Autre particularité qui surprend : il n'y a généralement presque pas de vent. L'Interior Alaska se trouve dans un bassin où les vents hivernaux sont très faibles, et moins trente degrés sans mouvement d'air est plus supportable que moins dix degrés dans une tempête norvégienne. Les chiens, eux, ne s'en préoccupent absolument pas.
Avant les routes et avant les avions, les attelages de chiens étaient le moyen de transport de l'Interior. Le courrier, les marchandises, les médicaments et les personnes traversaient en traîneau des régions qu'aucun autre moyen ne permettait de franchir, et cette pratique a perduré jusqu'à nos jours en tant que travail plutôt que sport.
L'Alaska a fait du mushing son sport officiel, ce qui n'est pas une décision marketing, mais la reconnaissance de ce que cet animal a apporté à la région. La course au sérum de 1925 vers Nome, au cours de laquelle des attelages-relais ont transporté l'antitoxine contre la diphtérie sur six cent soixante-dix miles en cinq jours et demi, est l'épisode que tout le monde connaît plus ou moins, généralement à travers le chien Balto.
Fairbanks s'inscrit dans cette histoire plutôt qu'à côté. La ville est le point de départ et d'arrivée du Yukon Quest, une course de mille miles largement considérée comme plus difficile que l'Iditarod, et les guides du chenil local sont souvent des personnes qui y ont participé.
Fairbanks possède son propre aéroport international, dont le code est FAI, et la plupart des visiteurs y arrivent via Seattle ou Anchorage. Il est possible de venir en voiture depuis les 48 États continentaux, mais le trajet par l'Alaska Highway prend plusieurs jours et constitue à lui seul une véritable expédition plutôt qu'un simple déplacement.
La saison des traîneaux s'étend à peu près de novembre à mars, avec un enneigement particulièrement fiable entre décembre et mars. Septembre et avril sont des mois incertains aux deux extrémités de la saison et tout dépend de l'année.
Vous n'avez pas besoin de voiture pour cette excursion, puisque la prise en charge à l'hôtel est prévue. En revanche, une voiture peut vous être utile pour le reste de votre séjour à Fairbanks, notamment si vous souhaitez voir les aurores boréales, car les meilleurs points d'observation se trouvent en dehors de la ville.

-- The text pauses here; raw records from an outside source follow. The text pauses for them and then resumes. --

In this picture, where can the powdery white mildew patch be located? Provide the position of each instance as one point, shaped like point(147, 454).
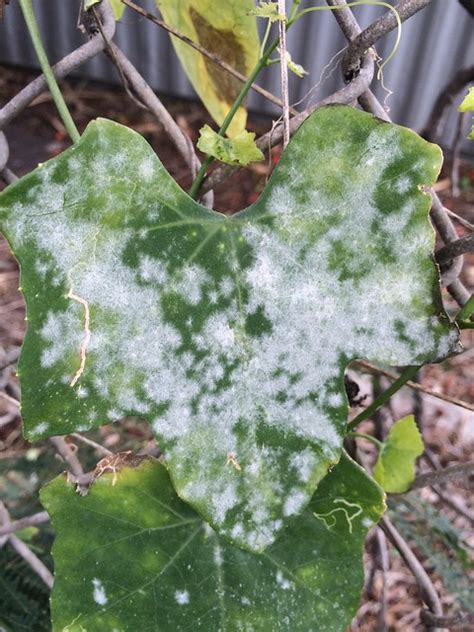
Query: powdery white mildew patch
point(230, 335)
point(181, 597)
point(99, 592)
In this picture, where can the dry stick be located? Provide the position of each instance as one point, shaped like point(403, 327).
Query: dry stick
point(284, 73)
point(445, 475)
point(33, 29)
point(371, 368)
point(446, 98)
point(455, 249)
point(460, 619)
point(22, 549)
point(211, 56)
point(350, 27)
point(97, 446)
point(180, 139)
point(459, 219)
point(64, 67)
point(347, 94)
point(380, 27)
point(68, 455)
point(456, 153)
point(21, 523)
point(450, 500)
point(36, 564)
point(428, 591)
point(384, 567)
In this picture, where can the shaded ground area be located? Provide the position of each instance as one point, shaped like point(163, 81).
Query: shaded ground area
point(440, 531)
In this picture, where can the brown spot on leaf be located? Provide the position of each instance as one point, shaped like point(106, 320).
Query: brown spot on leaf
point(224, 44)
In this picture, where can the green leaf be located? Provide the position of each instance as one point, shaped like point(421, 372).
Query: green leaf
point(229, 334)
point(269, 11)
point(225, 29)
point(239, 150)
point(117, 7)
point(395, 467)
point(468, 102)
point(468, 106)
point(131, 556)
point(297, 69)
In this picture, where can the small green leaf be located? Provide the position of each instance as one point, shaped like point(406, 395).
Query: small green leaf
point(395, 467)
point(131, 556)
point(117, 7)
point(468, 106)
point(268, 10)
point(239, 150)
point(468, 102)
point(294, 67)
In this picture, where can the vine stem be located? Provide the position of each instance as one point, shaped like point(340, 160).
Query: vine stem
point(407, 375)
point(284, 73)
point(262, 62)
point(466, 310)
point(32, 24)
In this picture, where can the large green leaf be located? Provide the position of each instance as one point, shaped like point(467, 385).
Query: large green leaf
point(225, 29)
point(229, 334)
point(131, 556)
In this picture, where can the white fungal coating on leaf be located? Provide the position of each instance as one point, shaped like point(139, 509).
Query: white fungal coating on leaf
point(230, 335)
point(99, 592)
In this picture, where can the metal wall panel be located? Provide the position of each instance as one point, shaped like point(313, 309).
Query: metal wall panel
point(435, 43)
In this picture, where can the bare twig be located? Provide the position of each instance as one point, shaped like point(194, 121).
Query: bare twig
point(456, 153)
point(22, 523)
point(351, 29)
point(455, 249)
point(347, 94)
point(384, 567)
point(68, 455)
point(64, 67)
point(460, 619)
point(284, 73)
point(371, 368)
point(36, 564)
point(428, 591)
point(446, 97)
point(456, 472)
point(373, 33)
point(459, 219)
point(211, 56)
point(97, 446)
point(22, 549)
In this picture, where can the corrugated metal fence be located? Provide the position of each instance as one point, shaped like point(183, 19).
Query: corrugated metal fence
point(435, 43)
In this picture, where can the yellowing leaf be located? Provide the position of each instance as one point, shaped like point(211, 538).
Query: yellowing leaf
point(468, 106)
point(225, 29)
point(268, 10)
point(240, 150)
point(395, 468)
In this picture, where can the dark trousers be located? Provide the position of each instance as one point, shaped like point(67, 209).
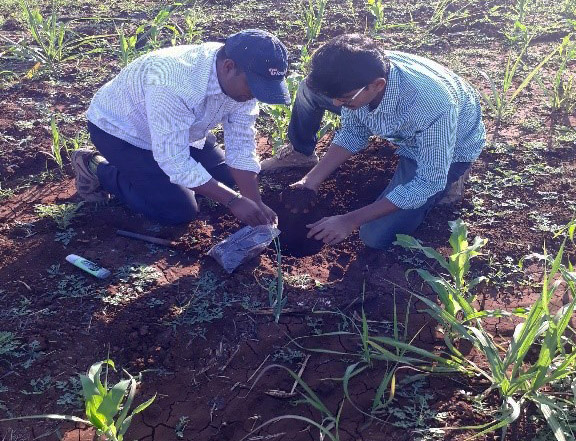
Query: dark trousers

Cette excursion convient à tous ceux qui veulent vraiment faire du traîneau sans rien avoir à organiser, ainsi qu'à ceux dont le séjour à Fairbanks est axé sur les aurores boréales et qui cherchent une activité à pratiquer pendant les quelques heures de clarté. Elle convient aux familles comme aux personnes sans voiture.
Elle vous conviendra moins si vous souhaitez conduire votre propre attelage sur une longue distance. Une heure permet d'avoir un aperçu de l'activité, tandis que l'Alaska propose des stages de mushing de plusieurs jours pour ceux qui recherchent une expérience plus complète.
Il s'agit d'une activité hivernale dans une région où l'hiver est particulièrement rigoureux. C'est à la fois ce qui fait son attrait et ce qui doit vous servir d'avertissement : prévoyez une tenue adaptée à l'intérieur de l'Alaska plutôt qu'à une station de ski européenne.